Recordé que mi padre casi siempre se dirigía a mí como Pingüica. No se lo dije a Julia, sólo le pregunté cómo me llamaba mi padre en sus conversaciones:

Pues por su nombre: Agustina.

Al oírla se me llenaron los ojos de lágrimas. Sin entender el motivo de mi reacción, Julia me acarició la mano y de una manera indirecta, como lo hace todo, me pidió calma:

Mejor le cuento la historia del retrato. Dedicó unos segundos a ordenar sus recuerdos: Un 12 de noviembre, Día del Empleado Postal, nos fuimos con los carteros a desayunar. Aurorita llevó su cámara y nos tomó una foto de grupo. El único que salió bien fue Diego. Sin decírselo, mandé hacer una amplificación de su cara. Quería regalársela en su cumpleaños.

Me lastimó que Julia conociera una fecha que yo ignoraba, pero sentí vergüenza de preguntársela. Lo lamentaré siempre, a menos que me decida a viajar. Recordé el ofrecimiento de Julia: "Si un día va a Cuautla, ya sabe dónde tiene su casa?"

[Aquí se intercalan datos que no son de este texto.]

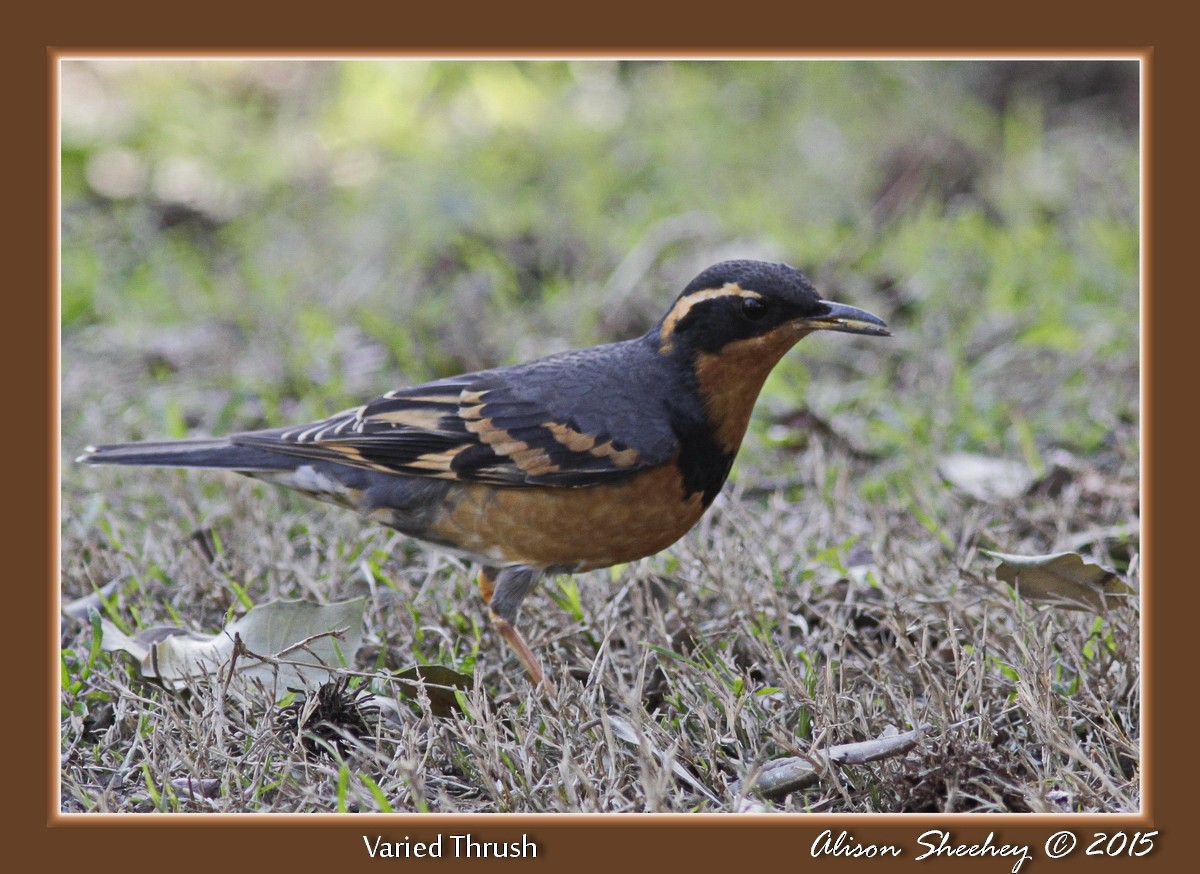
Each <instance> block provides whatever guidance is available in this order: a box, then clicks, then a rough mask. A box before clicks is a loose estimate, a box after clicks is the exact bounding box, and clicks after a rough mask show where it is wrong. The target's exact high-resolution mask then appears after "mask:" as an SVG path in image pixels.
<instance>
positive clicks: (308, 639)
mask: <svg viewBox="0 0 1200 874" xmlns="http://www.w3.org/2000/svg"><path fill="white" fill-rule="evenodd" d="M365 606H366V598H355V599H354V600H348V601H341V603H337V604H312V603H310V601H302V600H286V601H272V603H270V604H262V605H259V606H256V607H253V609H252V610H251V611H250V612H248V613H246V615H245V616H242V617H241V618H239V619H234V621H233V622H230V623H229V624H228V625H227V627H226V628H224V629H223V630H222V631H218V633H217V634H212V635H208V634H197V633H194V631H185V630H184V629H179V628H169V627H163V625H158V627H155V628H148V629H145V630H144V631H139V633H138V634H136V635H133V636H132V637H131V636H128V635H126V634H124V633H122V631H121V630H120V629H118V628H116V625H114V624H112V623H110V622H108V621H107V619H102V621H101V625H102V628H103V635H104V636H103V642H102V646H103V648H104V649H107V651H109V652H112V651H116V649H120V651H122V652H127V653H130V654H131V656H133V657H134V658H136V659H138V662H139V664H140V666H142V675H143V676H145V677H152V678H157V680H161V681H162V682H163V683H164V684H166V686H168V687H169V688H173V689H179V688H182V687H186V686H187V684H188V683H190V682H192V681H194V680H199V678H205V677H209V678H211V677H214V676H216V675H217V674H218V672H221V671H223V670H224V669H226V666H227V665H229V664H230V662H233V664H234V669H235V671H236V674H238V676H240V677H242V678H246V680H251V681H253V680H258V681H260V682H262V683H263V684H264V686H265V687H266V688H269V689H270V688H274V689H275V690H276V694H277V695H278V696H280V698H282V696H283V695H286V694H287V692H288V689H289V688H307V689H312V688H316V687H319V686H320V684H322V683H325V682H329V678H330V675H331V674H332V672H334V671H335V670H336V669H338V668H343V666H346V663H347V660H348V659H349V658H352V657H353V656H354V653H355V651H356V649H358V648H359V645H360V643H361V642H362V611H364V609H365ZM235 639H240V641H241V648H240V649H239V651H238V658H236V659H234V658H233V657H234V651H235Z"/></svg>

Sobre la mesa no había ningún papel con su dirección, sólo el retrato de mi padre enfundado en plástico negro. Seguí recordando la voz de Julia:

Diego era muy tímido y lo cohibió mi regalo. No supo cómo agradecérmelo, pero se le quedó mirando hasta que me dijo con mucho orgullo: "Parece que estoy viendo a mi hija Agustina. Me gustaba decirle Pingüica". Entonces me di cuenta de que el retrato le había agradado mucho. Los ojos de Julia se abrillantaron: Creo que lo conservó durante tantos años para que un día yo viniera a entregárselo.

Eso me devolvió mis derechos de hija y pregunté:

¿Cómo regresó la foto a sus manos?

Julia suspiró:

Estaba entre sus cosas. A la muerte de Diego, como él dispuso, las regalé todas, menos la foto. Hace mucho tiempo quería traérsela, pero por una cosa o por otra lo fui dejando. Al saber de mi hospitalización pensé: ahora o nunca. Y aquí me tiene.

No podía permitir que Julia se fuera sin decirme la clase de amistad sostenida con mi padre:

¿Ustedes vivían juntos?

Julia se esforzó por sonreírme, pero su voz temblaba:

No, y ahora me arrepiento. Se acarició la frente: Nunca se lo había dicho a nadie, ni siquiera a mí misma. No debió hacerme esa pregunta: desde ahora me sentiré mucho más sola.

Sentí lástima por Julia y una necesidad inmensa de mirar el retrato de mi padre. Lo saqué del sobre. Al verlo tuve la impresión de que por primera vez me reflejaba en un espejo.